Deployed in large numbers, the drone could complicate any attempt by China to sail an invasion force across the Taiwan Strait. NCSIST expects the Chien Feng IV to fly for the first time in 2026.
The Chien Feng IV is a slightly larger, slightly higher-performing version of the MQM-178 Firejet target drone built by Kratos Defense in San Diego. Taiwan’s National Chung-Shan Institute of Science and Technology announced this summer that it had partnered with Kratos to adapt the Firejet—normally used for realistic air-defense training—for offensive use.
The new explosive drone will perform “ship-hunting, ship-attacking, ground force-hunting [and] ground-force attacking,” Steve Fendley, president of Kratos’ Unmanned Systems Division, told The War Zone.

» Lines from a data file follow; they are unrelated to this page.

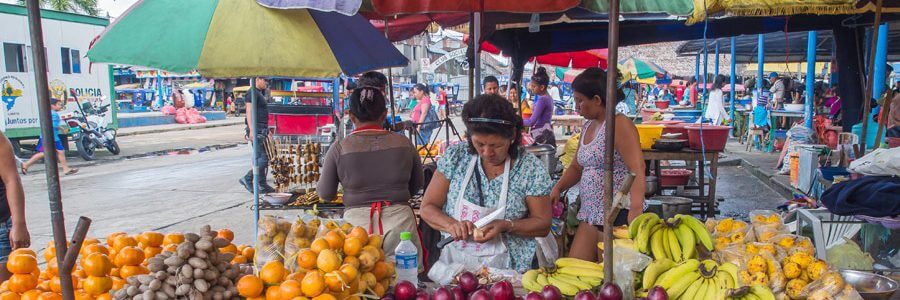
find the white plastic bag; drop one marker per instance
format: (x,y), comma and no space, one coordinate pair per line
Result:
(881,162)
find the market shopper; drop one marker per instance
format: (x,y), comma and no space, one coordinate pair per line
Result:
(424,115)
(491,85)
(258,133)
(379,171)
(490,172)
(540,120)
(715,110)
(55,106)
(588,169)
(13,231)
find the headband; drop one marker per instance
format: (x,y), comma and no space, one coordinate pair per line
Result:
(489,120)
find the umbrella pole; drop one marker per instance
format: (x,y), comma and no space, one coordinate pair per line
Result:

The 10-foot-long, 300-pound Firejet, a modern successor of the 1960s Firebee target drone, is powered by a pair of JetCat C81 turbojets propelling it to a top speed of Mach .7. The drone has a manual mode, where a human operator steers it in real time, as well as an automated mode for following a pre-planned flight path as far as 400 miles.
The idea is for a Firejet to mimic a cruise missile in order to give fighter pilots, ships’ crews and ground-based air defense operators realistic practice shooting down enemy missiles. If a Firejet survives its mission, it can pop a parachute and float back down to the ground for re-use.